This paper describes the Google cluster architecture. It evaluates the workload required to offer a high-performance web search system and shows how the cluster architecture provided in Google’s data center allows high query throughput while keeping the cost per query low.
The main goals of their cluster are as follows:
- Provide reliability in software instead of hardware. Typical data centers use many redundant hardware systems (redundant power supplies, RAID arrays for disk accesses, etc.) in order to maintain system uptime. However, Google chooses not to use these mechanisms because they increase cost. Rather, they design their software to detect and route around failed hardware. This allows them to use much cheaper commodity machines, even though they are more prone to failure because the software is resilient against the failure of a small number of nodes.
- Use replication to provide throughput and availiability. Since their workload is very easily distributed, they exploit a huge amount of thread-level parallelism. When a query enters the data center, it is portioned out to dozens of machines, some of which access a distributed inverted index, some of which perform spell checking and ad generation from the search query, and some of which look up the documents which are returned by the index access. This allows the query to be satisfied very quickly even though each node in the system is not particularly fast. In addition to intra-data-center replication, Google also has multiple data centers spread throughout the world in order to provide availability in the face of natural disasters as well as localizing query responses to improve query latency.

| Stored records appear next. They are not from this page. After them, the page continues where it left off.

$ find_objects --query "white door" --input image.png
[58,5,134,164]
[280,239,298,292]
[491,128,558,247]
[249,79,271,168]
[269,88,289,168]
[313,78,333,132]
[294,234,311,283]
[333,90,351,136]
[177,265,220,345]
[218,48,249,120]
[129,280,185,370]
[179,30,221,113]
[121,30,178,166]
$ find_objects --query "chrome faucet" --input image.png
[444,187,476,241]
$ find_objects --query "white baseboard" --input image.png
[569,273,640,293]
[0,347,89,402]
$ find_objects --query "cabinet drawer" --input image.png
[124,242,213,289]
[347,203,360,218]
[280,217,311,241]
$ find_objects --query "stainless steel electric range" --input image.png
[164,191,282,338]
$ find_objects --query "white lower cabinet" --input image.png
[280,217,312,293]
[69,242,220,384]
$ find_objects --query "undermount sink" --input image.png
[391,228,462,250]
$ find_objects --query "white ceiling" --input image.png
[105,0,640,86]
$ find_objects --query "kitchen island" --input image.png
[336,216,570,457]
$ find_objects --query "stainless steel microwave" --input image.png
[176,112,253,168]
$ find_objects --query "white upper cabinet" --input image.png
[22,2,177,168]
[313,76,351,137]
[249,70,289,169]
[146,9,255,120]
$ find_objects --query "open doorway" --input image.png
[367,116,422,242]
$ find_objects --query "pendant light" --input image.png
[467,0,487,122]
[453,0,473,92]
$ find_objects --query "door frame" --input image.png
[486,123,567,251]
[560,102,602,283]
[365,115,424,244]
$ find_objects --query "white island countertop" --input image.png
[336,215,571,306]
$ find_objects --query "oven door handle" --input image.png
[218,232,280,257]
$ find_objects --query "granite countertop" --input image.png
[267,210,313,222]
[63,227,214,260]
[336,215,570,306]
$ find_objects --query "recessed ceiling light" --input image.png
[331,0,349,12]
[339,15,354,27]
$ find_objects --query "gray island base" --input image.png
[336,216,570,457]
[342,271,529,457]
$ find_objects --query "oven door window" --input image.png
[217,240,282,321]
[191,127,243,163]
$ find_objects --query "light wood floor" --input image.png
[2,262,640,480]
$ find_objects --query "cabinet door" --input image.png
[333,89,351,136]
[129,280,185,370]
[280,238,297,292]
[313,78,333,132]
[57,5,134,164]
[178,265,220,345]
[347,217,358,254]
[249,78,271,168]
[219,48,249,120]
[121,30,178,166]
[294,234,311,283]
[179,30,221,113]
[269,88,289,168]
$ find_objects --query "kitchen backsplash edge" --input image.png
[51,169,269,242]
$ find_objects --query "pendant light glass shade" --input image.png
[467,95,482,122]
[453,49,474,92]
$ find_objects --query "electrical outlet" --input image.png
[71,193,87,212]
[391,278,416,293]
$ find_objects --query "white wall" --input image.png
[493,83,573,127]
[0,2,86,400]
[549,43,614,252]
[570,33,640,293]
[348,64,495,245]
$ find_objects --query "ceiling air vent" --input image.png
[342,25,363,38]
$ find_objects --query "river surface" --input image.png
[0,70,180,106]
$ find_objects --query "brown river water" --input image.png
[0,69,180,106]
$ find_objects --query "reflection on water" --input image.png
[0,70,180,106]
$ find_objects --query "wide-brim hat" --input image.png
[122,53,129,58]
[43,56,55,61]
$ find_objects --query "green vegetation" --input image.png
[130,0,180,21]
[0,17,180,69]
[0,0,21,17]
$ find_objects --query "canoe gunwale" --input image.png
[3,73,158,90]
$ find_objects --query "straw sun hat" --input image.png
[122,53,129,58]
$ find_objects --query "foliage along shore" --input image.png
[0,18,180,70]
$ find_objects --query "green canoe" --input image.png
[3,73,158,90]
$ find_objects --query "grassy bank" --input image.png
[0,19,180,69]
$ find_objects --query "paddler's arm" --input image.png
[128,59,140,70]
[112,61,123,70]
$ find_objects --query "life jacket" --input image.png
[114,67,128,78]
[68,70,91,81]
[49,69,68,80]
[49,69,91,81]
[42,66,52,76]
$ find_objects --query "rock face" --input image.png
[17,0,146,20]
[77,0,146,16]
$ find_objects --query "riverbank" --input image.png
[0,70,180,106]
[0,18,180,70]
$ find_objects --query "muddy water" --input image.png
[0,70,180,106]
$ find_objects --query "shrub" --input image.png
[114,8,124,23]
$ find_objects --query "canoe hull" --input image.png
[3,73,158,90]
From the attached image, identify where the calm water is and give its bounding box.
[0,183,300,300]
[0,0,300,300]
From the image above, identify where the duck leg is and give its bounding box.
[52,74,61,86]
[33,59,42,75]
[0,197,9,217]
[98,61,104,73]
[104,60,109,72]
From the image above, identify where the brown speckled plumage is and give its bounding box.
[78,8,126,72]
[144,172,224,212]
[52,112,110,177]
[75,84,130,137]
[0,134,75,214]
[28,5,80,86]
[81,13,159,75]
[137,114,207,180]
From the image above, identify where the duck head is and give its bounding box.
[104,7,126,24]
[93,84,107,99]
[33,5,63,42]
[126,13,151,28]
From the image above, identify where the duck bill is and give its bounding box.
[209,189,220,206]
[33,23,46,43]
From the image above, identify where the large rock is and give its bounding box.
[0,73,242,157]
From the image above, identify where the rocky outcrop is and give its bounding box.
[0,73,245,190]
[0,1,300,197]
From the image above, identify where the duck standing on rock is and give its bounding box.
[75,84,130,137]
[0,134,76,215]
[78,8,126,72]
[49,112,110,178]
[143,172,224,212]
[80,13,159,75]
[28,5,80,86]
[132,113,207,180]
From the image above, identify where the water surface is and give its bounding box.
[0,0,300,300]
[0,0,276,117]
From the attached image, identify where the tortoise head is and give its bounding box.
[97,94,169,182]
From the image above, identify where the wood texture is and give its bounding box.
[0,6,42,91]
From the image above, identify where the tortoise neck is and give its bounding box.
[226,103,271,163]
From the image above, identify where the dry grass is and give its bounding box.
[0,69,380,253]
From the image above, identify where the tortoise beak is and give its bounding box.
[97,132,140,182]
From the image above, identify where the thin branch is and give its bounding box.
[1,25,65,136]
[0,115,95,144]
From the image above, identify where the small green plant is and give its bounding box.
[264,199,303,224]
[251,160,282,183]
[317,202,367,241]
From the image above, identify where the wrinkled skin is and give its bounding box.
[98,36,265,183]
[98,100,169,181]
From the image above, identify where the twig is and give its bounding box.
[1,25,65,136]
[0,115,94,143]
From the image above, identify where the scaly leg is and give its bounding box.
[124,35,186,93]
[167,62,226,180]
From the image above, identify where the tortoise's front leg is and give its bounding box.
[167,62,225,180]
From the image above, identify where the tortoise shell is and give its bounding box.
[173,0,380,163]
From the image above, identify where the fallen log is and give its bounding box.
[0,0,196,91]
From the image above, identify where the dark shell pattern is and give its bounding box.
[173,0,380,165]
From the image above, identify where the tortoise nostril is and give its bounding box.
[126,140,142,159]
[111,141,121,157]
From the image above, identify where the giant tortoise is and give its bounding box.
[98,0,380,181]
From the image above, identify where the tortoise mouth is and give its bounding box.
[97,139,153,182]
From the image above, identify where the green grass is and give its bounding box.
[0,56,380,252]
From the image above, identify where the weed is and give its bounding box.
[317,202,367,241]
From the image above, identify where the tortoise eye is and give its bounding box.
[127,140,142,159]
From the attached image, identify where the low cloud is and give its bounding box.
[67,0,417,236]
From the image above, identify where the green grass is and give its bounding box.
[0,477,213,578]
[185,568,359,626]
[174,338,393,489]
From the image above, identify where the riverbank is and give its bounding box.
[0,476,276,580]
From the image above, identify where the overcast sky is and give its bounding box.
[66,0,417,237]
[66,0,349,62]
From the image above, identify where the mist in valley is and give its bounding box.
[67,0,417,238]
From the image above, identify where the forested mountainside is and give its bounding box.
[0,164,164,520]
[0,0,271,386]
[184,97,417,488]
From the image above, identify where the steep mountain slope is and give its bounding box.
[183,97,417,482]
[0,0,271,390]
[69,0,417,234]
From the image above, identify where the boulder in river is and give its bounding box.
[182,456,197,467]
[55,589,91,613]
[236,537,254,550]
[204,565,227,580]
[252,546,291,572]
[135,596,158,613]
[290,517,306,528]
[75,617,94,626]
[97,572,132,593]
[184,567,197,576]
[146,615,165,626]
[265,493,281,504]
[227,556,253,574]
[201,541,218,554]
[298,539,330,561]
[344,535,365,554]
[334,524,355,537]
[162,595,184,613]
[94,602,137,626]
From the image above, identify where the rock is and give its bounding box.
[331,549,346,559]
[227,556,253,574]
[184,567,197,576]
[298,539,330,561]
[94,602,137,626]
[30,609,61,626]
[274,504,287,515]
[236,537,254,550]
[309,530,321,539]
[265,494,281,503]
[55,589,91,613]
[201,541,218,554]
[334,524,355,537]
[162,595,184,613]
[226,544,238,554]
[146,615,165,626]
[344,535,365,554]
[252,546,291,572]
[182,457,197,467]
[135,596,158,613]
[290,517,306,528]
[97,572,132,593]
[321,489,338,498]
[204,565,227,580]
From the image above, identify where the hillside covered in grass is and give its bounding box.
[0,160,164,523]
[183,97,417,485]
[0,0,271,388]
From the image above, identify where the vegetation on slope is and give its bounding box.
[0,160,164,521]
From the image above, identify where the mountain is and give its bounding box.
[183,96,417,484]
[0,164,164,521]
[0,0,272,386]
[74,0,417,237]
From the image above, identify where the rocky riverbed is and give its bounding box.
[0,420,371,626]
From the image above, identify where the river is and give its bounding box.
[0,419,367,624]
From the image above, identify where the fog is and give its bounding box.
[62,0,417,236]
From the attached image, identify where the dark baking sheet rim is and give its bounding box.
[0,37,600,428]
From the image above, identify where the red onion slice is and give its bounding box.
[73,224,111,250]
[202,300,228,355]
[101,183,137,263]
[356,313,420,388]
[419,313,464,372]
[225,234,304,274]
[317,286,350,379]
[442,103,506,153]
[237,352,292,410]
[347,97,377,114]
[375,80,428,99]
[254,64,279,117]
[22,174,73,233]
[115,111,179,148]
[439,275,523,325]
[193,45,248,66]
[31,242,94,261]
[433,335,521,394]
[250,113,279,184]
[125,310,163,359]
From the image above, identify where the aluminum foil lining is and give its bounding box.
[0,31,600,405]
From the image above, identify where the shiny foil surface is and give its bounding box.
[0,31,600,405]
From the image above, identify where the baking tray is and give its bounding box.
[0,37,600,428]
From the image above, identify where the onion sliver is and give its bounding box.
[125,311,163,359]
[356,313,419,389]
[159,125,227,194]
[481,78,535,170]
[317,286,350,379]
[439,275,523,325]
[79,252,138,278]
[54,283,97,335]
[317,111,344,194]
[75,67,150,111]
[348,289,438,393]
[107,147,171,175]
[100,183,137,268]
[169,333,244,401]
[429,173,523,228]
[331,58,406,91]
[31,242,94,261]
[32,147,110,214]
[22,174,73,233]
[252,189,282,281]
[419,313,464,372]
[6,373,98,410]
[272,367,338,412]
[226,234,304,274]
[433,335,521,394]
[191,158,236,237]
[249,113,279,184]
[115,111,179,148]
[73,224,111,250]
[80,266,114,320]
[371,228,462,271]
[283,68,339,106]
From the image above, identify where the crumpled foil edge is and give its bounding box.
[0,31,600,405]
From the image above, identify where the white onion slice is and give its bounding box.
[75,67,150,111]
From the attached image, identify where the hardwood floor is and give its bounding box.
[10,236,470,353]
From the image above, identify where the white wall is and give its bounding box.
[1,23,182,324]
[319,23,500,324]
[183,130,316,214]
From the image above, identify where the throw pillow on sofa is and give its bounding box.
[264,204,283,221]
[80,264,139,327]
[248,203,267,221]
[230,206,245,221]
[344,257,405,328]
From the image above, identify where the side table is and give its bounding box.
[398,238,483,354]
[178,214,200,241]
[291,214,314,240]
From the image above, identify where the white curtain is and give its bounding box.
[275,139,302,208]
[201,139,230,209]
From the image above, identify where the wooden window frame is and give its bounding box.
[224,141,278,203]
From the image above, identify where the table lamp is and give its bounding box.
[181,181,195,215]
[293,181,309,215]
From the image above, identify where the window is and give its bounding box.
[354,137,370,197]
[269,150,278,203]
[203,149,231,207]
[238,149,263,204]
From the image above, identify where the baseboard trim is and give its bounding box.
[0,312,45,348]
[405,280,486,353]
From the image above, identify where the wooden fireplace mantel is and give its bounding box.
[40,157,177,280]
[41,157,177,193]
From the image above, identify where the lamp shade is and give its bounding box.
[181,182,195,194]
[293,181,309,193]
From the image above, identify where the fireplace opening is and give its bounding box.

- Maximize price per unit of performance instead of peak performance. In many respects, using “modern hardware” is not too helpful. The Pentium IIIs they are using in their system are objectively much slower than Pentium IVs for many workloads. However, since their workload consists of a large amount of thread-level parallelism and has minimal instruction-level parallelism, moving to Pentium IVs, which only improve on Pentium IIIs on code which contains higher ILP would actually reduce the performance of their system, especially from a cost/query point of view. It also means that any power saving measures need to be balanced against the resulting performance loss, since the metric that Google cares about is Watts/query.
The weakness of this paper is that it is a very high-level overview which does not provide too much detail to allow someone else to implement a similar system. This is to be expected because Google’s architecture is part of their “secret sauce,” which allows them to provide high performance search queries and dominate the search (and thus their advertisement) market.
Future research in this field should include a more general framework for distributing these tasks over a wide cluster as well as an analysis of the class of problems which can be solved by this approach. Clearly it is not well-suited for applications like scientific computing, which are very much peak performance based and relatively insensitive to latency, as well as being more dependent on communication between computation nodes (as compared to Google’s essentially read-only architecture). However, as a general model for serving web requests to a large number of users, it could easily serve as a more realistic model than the traditional “small number of powerful machines” approach.